Alan Jackson singles chronology
| "Where Were You (When the World Stopped Turning)" (2001) | "Drive (For Daddy Gene)" (2002) | "Work in Progress" (2002) |

= Drive (For Daddy Gene) =

"Drive (For Daddy Gene)" is a song written and recorded by American country music singer Alan Jackson. It was released in January 2002 as the second single from his album, Drive. It reached number one on the U.S. Billboard Hot Country Singles & Tracks in May 2002 and also peaked at number 28 on the Billboard Hot 100.

==Content==
The song is dedicated to Alan's father, Eugene Jackson, who died on January 31, 2000. In the song, Alan recalls as a child he and his father driving around the countryside in an old beat up truck that they fixed up together, as well as a boat they would drive around the lake. In the final verse, Alan talks about sharing his childhood experiences with his daughters and letting them drive his Jeep around their pasture.

==Critical reception==
Chuck Taylor, of Billboard magazine reviewed the song favorably saying that it's "a heartfelt lyric that allows listeners to share a stroll down memory lane with Jackson and appreciate a kinder, simpler time". Taylor also says that Jackson delivers the song with "the same honesty, integrity, and emotional warmth that has always made listeners powerfully connect to his work".
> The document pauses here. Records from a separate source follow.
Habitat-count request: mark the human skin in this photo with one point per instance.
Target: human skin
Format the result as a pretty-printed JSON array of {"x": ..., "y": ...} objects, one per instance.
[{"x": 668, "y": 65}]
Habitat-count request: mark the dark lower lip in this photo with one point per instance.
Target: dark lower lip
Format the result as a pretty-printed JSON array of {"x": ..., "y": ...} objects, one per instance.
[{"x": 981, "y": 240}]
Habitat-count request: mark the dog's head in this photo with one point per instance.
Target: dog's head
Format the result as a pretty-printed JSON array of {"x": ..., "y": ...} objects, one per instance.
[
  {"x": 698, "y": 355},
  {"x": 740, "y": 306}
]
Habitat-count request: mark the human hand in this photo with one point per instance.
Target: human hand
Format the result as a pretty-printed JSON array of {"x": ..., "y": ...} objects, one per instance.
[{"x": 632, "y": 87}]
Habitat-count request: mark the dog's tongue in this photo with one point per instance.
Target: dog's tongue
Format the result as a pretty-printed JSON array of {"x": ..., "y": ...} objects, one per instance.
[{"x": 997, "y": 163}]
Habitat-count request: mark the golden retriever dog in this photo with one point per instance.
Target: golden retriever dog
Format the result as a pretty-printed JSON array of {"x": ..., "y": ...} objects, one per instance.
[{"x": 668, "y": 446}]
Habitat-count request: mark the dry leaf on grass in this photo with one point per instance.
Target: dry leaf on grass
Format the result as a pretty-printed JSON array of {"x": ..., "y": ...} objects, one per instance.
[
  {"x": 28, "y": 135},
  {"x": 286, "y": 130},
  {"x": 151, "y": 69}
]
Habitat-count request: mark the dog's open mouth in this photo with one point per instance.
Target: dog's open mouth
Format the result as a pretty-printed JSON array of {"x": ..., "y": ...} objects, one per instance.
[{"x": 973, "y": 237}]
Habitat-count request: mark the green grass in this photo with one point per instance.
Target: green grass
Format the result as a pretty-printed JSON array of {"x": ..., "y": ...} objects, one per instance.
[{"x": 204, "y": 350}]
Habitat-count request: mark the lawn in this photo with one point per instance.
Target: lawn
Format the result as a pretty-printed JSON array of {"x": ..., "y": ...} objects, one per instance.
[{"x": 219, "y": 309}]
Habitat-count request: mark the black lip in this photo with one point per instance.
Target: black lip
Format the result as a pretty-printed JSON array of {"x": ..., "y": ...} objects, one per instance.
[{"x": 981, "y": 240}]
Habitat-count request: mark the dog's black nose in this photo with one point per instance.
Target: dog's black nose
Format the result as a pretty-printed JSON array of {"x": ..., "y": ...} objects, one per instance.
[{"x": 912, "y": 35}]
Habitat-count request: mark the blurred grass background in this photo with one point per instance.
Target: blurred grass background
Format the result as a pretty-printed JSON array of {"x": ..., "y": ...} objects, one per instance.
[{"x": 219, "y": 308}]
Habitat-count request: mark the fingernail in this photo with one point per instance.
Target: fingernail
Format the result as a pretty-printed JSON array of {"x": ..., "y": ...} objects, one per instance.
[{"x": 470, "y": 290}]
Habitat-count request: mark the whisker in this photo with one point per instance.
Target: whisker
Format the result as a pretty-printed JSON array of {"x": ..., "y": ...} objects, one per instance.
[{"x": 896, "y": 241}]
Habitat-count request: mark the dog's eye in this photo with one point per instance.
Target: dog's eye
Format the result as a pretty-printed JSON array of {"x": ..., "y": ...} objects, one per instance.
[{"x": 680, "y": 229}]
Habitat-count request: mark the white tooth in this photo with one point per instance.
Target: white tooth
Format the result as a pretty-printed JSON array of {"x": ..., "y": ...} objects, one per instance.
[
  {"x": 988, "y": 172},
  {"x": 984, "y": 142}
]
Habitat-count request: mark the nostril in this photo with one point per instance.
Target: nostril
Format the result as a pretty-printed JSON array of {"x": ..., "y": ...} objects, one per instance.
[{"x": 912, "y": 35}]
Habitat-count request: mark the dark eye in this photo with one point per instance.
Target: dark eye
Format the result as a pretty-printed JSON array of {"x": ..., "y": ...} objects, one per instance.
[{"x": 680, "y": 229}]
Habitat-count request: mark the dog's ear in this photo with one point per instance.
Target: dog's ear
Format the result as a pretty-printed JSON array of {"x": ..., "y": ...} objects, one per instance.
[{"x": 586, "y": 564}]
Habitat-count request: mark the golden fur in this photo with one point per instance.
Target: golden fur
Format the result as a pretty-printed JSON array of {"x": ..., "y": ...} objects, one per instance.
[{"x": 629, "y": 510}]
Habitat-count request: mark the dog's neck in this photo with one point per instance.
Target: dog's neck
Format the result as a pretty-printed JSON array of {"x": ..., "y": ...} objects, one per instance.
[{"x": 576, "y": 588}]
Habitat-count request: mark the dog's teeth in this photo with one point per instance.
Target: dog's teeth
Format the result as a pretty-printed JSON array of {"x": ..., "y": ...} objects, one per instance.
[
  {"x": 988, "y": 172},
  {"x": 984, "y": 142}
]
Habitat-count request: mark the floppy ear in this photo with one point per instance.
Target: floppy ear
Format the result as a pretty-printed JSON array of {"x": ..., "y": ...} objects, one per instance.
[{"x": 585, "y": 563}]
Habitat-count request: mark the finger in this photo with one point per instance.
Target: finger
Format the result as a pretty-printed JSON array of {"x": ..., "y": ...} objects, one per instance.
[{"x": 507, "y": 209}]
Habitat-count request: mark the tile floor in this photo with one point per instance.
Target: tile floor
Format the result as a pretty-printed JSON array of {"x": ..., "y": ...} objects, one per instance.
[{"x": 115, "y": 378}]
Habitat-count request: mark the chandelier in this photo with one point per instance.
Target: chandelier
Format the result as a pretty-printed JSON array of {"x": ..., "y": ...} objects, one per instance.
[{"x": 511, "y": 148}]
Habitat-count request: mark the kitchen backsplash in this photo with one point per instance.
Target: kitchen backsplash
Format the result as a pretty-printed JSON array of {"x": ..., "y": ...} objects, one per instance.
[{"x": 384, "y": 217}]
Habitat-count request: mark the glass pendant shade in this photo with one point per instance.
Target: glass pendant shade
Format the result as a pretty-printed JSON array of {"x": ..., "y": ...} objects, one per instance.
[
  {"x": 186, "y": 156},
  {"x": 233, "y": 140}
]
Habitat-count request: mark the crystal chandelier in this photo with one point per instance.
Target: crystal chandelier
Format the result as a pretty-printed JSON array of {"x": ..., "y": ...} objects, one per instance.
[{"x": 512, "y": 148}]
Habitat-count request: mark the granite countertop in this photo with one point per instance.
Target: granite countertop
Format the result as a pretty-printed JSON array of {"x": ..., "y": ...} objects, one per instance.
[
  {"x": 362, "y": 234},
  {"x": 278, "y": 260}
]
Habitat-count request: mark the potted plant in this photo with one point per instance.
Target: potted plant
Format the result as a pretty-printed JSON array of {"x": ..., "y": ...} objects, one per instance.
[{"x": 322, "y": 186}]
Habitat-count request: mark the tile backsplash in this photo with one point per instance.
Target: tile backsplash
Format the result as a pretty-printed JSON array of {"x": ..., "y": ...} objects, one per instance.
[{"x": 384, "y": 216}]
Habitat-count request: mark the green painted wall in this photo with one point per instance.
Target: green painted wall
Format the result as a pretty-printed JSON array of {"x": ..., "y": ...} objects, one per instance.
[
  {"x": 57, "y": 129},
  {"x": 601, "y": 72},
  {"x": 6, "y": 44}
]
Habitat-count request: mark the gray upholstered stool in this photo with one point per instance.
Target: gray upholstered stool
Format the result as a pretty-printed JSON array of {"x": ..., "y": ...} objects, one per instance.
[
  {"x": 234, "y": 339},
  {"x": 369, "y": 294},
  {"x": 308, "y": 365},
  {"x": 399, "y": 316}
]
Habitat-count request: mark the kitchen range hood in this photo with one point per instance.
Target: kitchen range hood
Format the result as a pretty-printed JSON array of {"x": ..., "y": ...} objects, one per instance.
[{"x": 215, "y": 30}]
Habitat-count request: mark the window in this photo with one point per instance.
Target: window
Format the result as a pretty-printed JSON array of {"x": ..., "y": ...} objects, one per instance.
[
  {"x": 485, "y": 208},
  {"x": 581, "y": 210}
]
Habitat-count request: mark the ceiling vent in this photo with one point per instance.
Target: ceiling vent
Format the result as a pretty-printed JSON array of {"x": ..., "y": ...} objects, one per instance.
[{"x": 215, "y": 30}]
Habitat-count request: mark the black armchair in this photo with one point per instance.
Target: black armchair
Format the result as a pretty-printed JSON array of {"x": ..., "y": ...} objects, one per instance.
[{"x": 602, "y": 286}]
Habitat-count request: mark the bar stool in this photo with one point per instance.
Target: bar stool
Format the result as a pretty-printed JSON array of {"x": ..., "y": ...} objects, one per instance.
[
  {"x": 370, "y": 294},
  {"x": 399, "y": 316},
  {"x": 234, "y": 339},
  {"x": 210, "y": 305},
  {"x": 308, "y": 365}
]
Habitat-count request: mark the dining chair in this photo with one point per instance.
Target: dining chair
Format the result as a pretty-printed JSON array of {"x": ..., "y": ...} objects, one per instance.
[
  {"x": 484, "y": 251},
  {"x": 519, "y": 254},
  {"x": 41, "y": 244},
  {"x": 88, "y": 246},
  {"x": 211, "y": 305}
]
In 2024, Rolling Stone ranked the song at #52 on its 200 Greatest Country Songs of All Time ranking.

==Music video==
The music video, directed by Steven Goldmann and animated by The Illusion Factory, follows the plot of the story by showing scenes of a boy and his father driving around in a speedboat and later in his truck. The scene for the final verse shows Jackson driving around in a Ford Bronco, not a Jeep as the lyrics state, with his three daughters. The whole video is presented as animated pictures in a story coming to life out of a book. The music video was nominated for Music Video of the Year in the top award shows and won the award for Best Music Video in the Country Music Awards.

==Cover versions==
When Jackson was honored by "CMT Giants," country singer Taylor Swift sang "Drive" as a tribute.

==Chart positions==
"Drive (For Daddy Gene)" debuted at number 53 on the U.S. Billboard Hot Country Singles & Tracks for the week of February 2, 2002.

| Chart (2002) | Peak position |
|---|---|
| US Hot Country Songs (Billboard) | 1 |
| US Billboard Hot 100 | 28 |

===Year-end charts===

| Chart (2002) | Position |
|---|---|
| US Country Songs (Billboard) | 2 |
| US Billboard Hot 100 | 86 |

== Certifications ==

| Region | Certification | Certified units/sales |
| New Zealand (RMNZ) | Gold | 15,000^{‡} |
| United States (RIAA) | 2× Platinum | 2,000,000^{‡} |
^{‡} Sales+streaming figures based on certification alone.